Wizard Island in Crater Lake on cloudy day.
Unlike the recent Sector BPI portfolio updates, the Kepler is struggling to keep up with the SPY benchmark. Just last May the Kepler investment quiver was more complicated. Over the summer I’ve simplified the portfolio in hopes of closing the gap between the Kepler Internal Rate of Return (IRR) and the IRR of the SPY benchmark. With the market in decline, that has yet to happen.
Kepler Investment Quiver and Holdings
Below is the current investment quiver and holdings for the Kepler. Note that the portfolio looks a lot like an expanded version of the Dual Momentum™ model in that options are open to U.S. Equities, International Equities, and Bonds. The portfolio now is quite basic when it comes to the ETFs available for investment.

Kepler Security Recommendations
Only a short-term treasury (SHV) is currently recommended. When this is the case the decision is whether or not to leave cash in the money market or move it to SHV. I plan to leave it in the money market so cash is available should limit orders be struck.

Kepler Manual Risk Adjustments
I have several Trailing Stop Loss Orders (TSLOs) in place for several equities and a number of limit orders set to pick up shares of SPY and VOO at much lower prices should the market decline further in October.

Kepler Performance Data
Over the past 21 months the Kepler is showing a negative delta of more than 4 percentage points annualized when compared with the SPY benchmark.
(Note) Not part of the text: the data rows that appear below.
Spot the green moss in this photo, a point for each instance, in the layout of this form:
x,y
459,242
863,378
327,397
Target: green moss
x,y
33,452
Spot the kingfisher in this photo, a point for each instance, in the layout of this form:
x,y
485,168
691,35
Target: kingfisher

While the loss is reduced when compared with AOA or AOR, the difference is still significant.

Kepler Risk Ratios
The single improvement since the last Kepler review is that the slope of the Jensen is not quite as negative. Otherwise, the decline in the various risk factors reflects the poor stock market.
The Kepler does not smell like a Chicago Peace rose and that is an honest assessment.